Department of Radiology, Massachusetts General Hospital, 100 Charles River Plaza, Boston, MA 02114, USA.
Journal of the National Cancer Institute (Impact Factor: 12.58). 03/2005; 97(3):172-87. DOI: 10.1093/jnci/dji023
Source: PubMed


Recognition of the importance of angiogenesis to tumor growth and metastasis has led to efforts to develop new drugs that are targeted to angiogenic vasculature. Clinical trials of these agents are challenging, both because there is no agreed upon method of establishing the correct dosage for drugs whose mechanism of action is not primarily cytotoxic and because of the long time it takes to determine whether such drugs have a clinical effect. Therefore, there is a need for rapid and effective biomarkers to establish drug dosage and monitor clinical response. This review addresses the potential of imaging as a way to accurately and reliably assess changes in angiogenic vasculature in response to therapy.
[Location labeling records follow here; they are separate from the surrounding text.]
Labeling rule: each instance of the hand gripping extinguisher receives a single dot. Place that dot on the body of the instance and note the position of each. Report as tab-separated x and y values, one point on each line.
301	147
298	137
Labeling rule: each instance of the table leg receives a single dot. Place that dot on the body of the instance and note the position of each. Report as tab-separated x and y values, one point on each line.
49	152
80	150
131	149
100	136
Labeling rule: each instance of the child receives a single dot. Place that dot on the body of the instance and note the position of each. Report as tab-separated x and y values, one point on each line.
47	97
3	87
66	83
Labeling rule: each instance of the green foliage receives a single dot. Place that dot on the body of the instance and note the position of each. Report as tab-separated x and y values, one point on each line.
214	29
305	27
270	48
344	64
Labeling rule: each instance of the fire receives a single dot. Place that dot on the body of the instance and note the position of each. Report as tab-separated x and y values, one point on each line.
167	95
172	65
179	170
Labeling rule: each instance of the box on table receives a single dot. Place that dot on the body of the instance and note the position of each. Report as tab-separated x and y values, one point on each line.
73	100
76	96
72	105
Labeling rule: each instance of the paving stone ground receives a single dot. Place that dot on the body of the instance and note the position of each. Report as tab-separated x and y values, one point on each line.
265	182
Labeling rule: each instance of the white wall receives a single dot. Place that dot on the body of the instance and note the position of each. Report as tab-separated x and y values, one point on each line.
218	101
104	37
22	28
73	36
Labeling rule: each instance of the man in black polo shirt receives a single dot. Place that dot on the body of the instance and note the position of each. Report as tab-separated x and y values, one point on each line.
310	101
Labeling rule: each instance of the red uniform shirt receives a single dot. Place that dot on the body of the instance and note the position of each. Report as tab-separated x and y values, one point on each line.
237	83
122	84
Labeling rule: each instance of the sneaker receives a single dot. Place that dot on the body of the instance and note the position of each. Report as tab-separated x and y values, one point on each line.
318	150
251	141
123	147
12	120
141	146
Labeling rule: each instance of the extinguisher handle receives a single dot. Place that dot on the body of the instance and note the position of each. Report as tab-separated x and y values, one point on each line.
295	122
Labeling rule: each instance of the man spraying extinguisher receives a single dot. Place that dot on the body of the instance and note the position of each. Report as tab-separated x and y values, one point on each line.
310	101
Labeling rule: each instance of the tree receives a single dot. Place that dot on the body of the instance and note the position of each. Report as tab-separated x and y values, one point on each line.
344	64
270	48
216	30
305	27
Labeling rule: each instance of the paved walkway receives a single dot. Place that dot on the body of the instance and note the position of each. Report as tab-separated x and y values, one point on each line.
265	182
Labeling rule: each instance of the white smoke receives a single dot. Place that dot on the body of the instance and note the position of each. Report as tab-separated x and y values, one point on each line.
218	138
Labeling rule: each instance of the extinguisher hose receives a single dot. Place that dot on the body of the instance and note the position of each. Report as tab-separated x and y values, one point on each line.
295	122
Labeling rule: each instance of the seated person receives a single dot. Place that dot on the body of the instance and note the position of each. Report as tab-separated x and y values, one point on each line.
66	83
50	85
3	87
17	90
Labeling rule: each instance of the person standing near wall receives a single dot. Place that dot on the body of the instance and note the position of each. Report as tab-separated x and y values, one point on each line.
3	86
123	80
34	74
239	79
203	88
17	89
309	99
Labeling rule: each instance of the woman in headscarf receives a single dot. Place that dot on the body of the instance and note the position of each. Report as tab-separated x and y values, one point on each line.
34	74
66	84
We describe the advantages and disadvantages of several imaging modalities, including positron emission tomography, x-ray computed tomography, magnetic resonance imaging, ultrasound, and optical imaging, for imaging angiogenic vasculature. We also discuss the analytic methods used to derive blood flow, blood volume, empirical semiquantitative hemodynamic parameters, and quantitative hemodynamic parameters from pharmacokinetic modeling. We examine the validity of these methods, citing studies that test correlations between data derived from imaging and data derived from other established methods, their reproducibility, and correlations between imaging-derived hemodynamic parameters and other pathologic indicators, such as microvessel density, pathology score, and disease outcome. Finally, we discuss which imaging methods are most likely to have the sensitivity and reliability required for monitoring responses to cancer therapy and describe ways in which imaging has been used in clinical trials to date.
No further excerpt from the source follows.